Commentary: The foolproof arena proposal that we’ve all been missing

Close to a week later, it still hurts. The battle for a new arena in Seattle seems never-ending and fruitless.

Take into account what basically happened last Monday:
1. Seattle’s City Council wouldn’t approve an arena in a location specifically zoned for arenas.
2. They wouldn’t approve a street vacation after their own Department of Transportation formally recommended it.
3. They sided with the Port of Seattle, which, per Tim Burgess, had failed to produce any tangible evidence that the street vacation would be detrimental.

Only in Seattle.

Really. Only in Seattle, where the arena location in SODO didn’t bother Sally Bagshaw in 2012 when she voted in favor of the arena MOU, but somehow became the Port of Seattle’s strongest council voice against the arena location now.

And my favorite was Lisa Herbold, citing a biased push-poll that found that the majority of registered voters in Seattle don’t think an arena should be a priority.

Okay, I totally get it – it’s a common (misguided) argument: “Why can’t Hansen and his partners fully fund the arena by themselves without any public money?

But one of Herbold’s reasons for voting against the street vacation was that she was worried about the possibility of Hansen fully-funding the arena himself, and starting to build the arena even without the promise of a team. (Under “BEST AND WORST CASE SCENARIOS”)

Note the irony: Herbold supports citizens who prefer a fully-privately funded arena – but one reason she voted no was because of the possibility of a fully-privately funded arena!

Again.
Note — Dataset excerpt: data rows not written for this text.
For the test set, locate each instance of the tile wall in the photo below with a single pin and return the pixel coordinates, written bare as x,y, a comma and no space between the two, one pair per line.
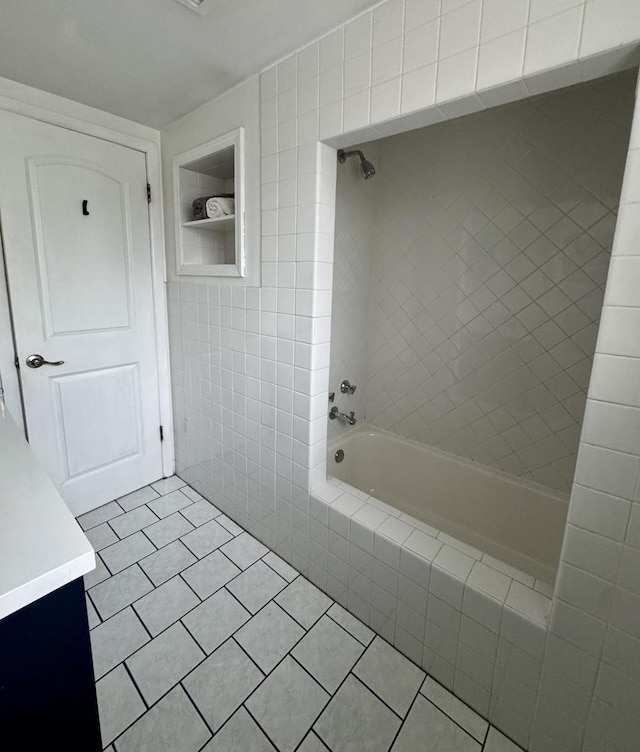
250,366
489,243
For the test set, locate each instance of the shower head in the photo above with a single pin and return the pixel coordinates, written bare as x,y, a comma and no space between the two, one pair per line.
367,170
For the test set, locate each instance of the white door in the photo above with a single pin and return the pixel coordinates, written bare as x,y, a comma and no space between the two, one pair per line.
75,231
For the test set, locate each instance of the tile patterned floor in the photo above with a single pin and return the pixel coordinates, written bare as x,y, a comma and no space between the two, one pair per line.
204,640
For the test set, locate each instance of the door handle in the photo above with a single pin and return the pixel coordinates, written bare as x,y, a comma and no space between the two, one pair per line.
35,361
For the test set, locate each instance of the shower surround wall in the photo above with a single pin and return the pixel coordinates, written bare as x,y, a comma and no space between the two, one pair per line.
251,365
489,240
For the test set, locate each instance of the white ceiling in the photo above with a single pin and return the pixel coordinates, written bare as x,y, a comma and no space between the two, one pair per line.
154,60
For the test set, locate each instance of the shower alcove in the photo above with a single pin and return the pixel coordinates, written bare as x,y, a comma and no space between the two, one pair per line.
469,279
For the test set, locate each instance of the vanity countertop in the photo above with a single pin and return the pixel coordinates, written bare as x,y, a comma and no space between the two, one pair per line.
42,547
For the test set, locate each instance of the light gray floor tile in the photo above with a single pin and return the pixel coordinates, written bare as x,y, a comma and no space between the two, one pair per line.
230,525
390,675
462,714
222,683
269,636
304,602
173,725
206,538
164,661
168,530
126,552
167,485
427,729
119,703
120,591
167,562
354,626
280,566
215,620
133,521
497,742
244,550
165,605
101,536
311,743
256,586
115,639
328,653
137,498
240,734
92,614
172,502
200,512
287,704
99,574
356,721
210,574
101,514
191,493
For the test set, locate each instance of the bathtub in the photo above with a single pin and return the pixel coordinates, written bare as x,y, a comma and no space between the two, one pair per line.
516,521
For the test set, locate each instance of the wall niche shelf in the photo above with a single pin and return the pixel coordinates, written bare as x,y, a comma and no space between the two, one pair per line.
213,247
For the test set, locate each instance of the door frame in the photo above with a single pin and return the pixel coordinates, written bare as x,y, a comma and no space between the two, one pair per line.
48,108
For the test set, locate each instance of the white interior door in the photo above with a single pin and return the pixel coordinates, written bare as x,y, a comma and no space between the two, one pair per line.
75,230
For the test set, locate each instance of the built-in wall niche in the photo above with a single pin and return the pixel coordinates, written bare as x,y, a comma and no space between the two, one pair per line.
215,245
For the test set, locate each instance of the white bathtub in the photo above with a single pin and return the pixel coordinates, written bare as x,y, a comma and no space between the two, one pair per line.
518,522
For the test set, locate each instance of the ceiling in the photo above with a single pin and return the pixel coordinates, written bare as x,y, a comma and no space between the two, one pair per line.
154,60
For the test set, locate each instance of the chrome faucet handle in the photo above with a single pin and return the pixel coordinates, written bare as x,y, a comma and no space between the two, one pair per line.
347,388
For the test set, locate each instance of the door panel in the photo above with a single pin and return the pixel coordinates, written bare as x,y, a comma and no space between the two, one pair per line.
81,292
89,255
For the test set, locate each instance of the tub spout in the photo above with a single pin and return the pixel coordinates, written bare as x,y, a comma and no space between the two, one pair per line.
350,418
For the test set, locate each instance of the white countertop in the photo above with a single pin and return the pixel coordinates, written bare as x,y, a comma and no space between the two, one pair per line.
42,547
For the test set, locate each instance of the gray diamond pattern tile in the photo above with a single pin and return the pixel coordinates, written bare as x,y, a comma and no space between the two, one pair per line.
116,639
222,683
355,719
244,550
256,586
163,662
390,675
126,552
167,562
240,734
210,574
269,636
119,591
215,620
167,485
173,725
133,521
172,502
304,602
206,538
328,653
241,640
200,512
166,604
287,704
101,536
119,703
137,498
428,729
167,530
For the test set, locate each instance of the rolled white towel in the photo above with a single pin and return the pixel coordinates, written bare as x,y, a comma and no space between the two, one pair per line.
220,207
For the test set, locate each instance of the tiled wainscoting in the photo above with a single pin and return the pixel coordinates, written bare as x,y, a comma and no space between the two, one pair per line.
203,639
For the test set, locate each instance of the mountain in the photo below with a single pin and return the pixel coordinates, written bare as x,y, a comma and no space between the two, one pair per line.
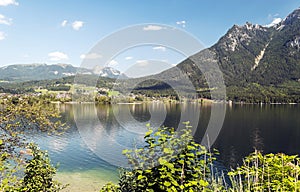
254,59
21,72
108,72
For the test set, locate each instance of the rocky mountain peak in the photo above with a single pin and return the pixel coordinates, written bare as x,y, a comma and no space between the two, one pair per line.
292,18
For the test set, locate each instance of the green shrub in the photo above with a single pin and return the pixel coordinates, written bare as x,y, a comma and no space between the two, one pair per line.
271,172
39,173
170,161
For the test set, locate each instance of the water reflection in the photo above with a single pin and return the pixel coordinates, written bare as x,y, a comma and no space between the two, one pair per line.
99,138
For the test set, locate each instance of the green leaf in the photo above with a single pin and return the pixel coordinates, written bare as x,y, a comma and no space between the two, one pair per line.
167,184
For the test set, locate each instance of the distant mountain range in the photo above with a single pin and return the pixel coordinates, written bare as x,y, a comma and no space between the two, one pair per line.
259,64
27,72
256,61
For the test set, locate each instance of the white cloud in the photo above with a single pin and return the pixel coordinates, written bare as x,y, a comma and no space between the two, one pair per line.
160,48
58,56
8,2
76,25
142,63
4,20
274,22
113,63
128,58
2,36
90,56
181,23
64,23
152,28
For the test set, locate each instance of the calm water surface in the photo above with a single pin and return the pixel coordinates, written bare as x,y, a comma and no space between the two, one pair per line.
87,148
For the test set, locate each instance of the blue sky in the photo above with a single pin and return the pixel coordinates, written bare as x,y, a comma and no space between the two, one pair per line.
52,31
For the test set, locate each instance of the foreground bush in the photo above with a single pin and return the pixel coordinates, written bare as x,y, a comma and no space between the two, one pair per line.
269,172
172,161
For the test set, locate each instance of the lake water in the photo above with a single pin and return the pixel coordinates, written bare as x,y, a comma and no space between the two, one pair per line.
90,150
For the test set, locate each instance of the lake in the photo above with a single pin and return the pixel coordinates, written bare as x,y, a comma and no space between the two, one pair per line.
89,152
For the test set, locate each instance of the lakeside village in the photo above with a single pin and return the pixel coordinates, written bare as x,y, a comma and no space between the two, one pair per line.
86,94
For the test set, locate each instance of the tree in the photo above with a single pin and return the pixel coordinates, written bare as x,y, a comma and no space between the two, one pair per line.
169,161
21,115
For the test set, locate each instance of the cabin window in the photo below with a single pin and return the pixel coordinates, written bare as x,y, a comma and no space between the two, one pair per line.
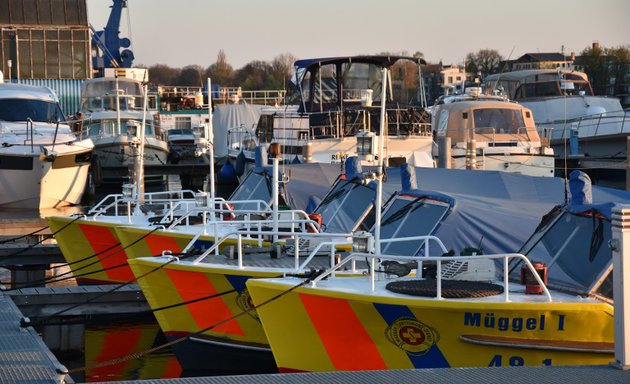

Only in Seattle.

After the failed vote, Chris Hansen released this statement: “We now need to take time to step back and evaluate our options, better understand the council’s concerns and find a path forward.”

Well, Chris, it’s my pleasure tonight to introduce a new foolproof plan that the City Council will approve: A state of the art multi-use Velodrome - a bike-friendly facility - just south of Safeco Field.

Because if there’s anything our city leaders value more than the Port of Seattle, it has to be our bikes.

In fact, we can even call it the Pronto Velodrome, where the public bonds are paid back to the city and go directly to funding the fledgling Pronto bike-share program for the next 30 years. It kills two birds with one stone! We’ll even put bike lanes in the arena concourse to ease the flow of fan traffic.

This multi-use Velodrome is the perfect Trojan Horse to bringing the NBA and NHL back to Seattle. The City Council will be blinded by the idea of bikes that they’ll never see it coming: That Hansen can convert this Velodrome into an arena for the Sonics and hockey team to be named later.

Ridiculous? Sure. But it just might work. Because if we’ve learned anything from this whole fiasco, logic – and what’s good for the city – doesn’t always win out.

A backwards arena plan with bikes? Get ready to see a Seattle City Council vote that’s a unanimous... “YES.”